Differential equations of fractional order have in recent years proven to be very useful tools for the mathematical modeling of many phenomena in science and engineering. Certain types of behavior that can be observed in reality can only be reproduced in a satisfactory way by such models, but not by their traditional counterparts. Unfortunately, the very property that is responsible for this high quality of fractional models, namely the nonlocality of the differential operators arising in these equations, also has the unpleasant consequence of substantially raising the computational complexity of associated numerical algorithms. This is particularly relevant in the case of a model that describes a process acting in a 2D or 3D environment. Therefore, it is not surprising to note that most papers devoted to such questions restrict their attention to models in one or, rarely, two space dimensions.
To overcome these limitations, Wang and Du have looked at a specific prototypical problem in three space dimensions, namely a space-fractional diffusion equation, and developed an efficient numerical scheme for its solution.
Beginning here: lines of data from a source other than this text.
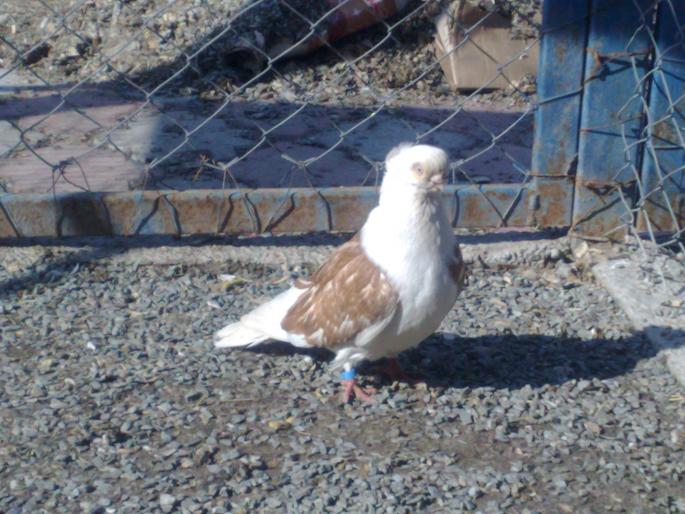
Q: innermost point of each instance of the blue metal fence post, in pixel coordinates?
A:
(617, 58)
(663, 172)
(560, 89)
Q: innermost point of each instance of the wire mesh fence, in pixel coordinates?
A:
(235, 98)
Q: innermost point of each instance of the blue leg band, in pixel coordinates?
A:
(348, 374)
This is a task that is of significant interest in its own right, and moreover it can be expected that a successful approach for handling this special problem will show a path to corresponding algorithms for related and more general classes of equations.
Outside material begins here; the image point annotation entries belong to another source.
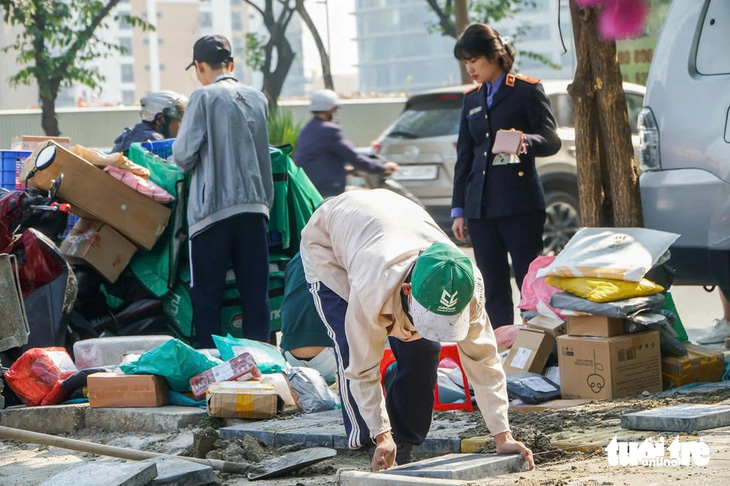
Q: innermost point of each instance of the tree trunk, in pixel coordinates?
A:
(608, 177)
(324, 56)
(49, 122)
(461, 21)
(274, 80)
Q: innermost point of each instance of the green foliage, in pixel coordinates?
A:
(488, 12)
(59, 39)
(255, 54)
(282, 129)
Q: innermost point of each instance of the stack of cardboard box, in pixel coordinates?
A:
(116, 220)
(597, 360)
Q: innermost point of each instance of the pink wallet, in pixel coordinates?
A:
(507, 142)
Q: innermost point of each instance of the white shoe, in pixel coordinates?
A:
(717, 334)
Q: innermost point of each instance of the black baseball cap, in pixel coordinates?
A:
(212, 49)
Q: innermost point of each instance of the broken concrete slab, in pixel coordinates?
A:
(106, 473)
(462, 466)
(360, 478)
(178, 472)
(52, 419)
(326, 429)
(154, 419)
(678, 418)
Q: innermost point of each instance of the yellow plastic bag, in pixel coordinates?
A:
(604, 290)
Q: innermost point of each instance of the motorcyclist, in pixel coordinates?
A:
(162, 112)
(322, 151)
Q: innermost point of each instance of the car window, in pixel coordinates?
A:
(565, 117)
(713, 57)
(429, 117)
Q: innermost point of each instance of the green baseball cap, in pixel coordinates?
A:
(442, 285)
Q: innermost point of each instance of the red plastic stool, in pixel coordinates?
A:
(447, 351)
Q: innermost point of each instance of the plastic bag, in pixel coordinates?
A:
(174, 360)
(101, 159)
(531, 388)
(620, 309)
(604, 290)
(36, 376)
(309, 390)
(614, 253)
(108, 351)
(268, 358)
(140, 184)
(535, 290)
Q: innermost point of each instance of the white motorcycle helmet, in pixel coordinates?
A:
(168, 103)
(324, 100)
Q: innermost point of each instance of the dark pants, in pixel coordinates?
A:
(411, 395)
(242, 241)
(521, 237)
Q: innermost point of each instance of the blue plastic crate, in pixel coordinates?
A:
(161, 148)
(11, 163)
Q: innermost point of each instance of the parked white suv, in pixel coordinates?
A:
(685, 140)
(423, 140)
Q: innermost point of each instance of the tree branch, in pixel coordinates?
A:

The fundamental concept for the fast solver is based on an innovative combination of well-known ideas. It starts with the shifted Grünwald-Letnikov method used for discretizing the fractional derivatives in each space dimension as suggested and proved to be stable and rapidly convergent by Meerschaert and Tadjeran [1]. These three 1D methods are then merged into a single 3D method via the alternating direction implicit (ADI) technique. In the final step, the authors then develop two different fast solvers for the matrix equation resulting from this procedure, an iterative method and one of multistep type. Given a discretization using Nx, Ny, and Nz points in the x, y, and z directions, respectively, and denoting N = Nx Ny Nz, the first approach gives rise to a method with a memory requirement of O(N) that uses only O(N log N) arithmetical operations in each time step; the second one has the same memory requirement and a slightly larger arithmetical cost of O(N log2 N). In comparison, a traditional naive scheme would use O(N2) memory and an O(N2) operation count.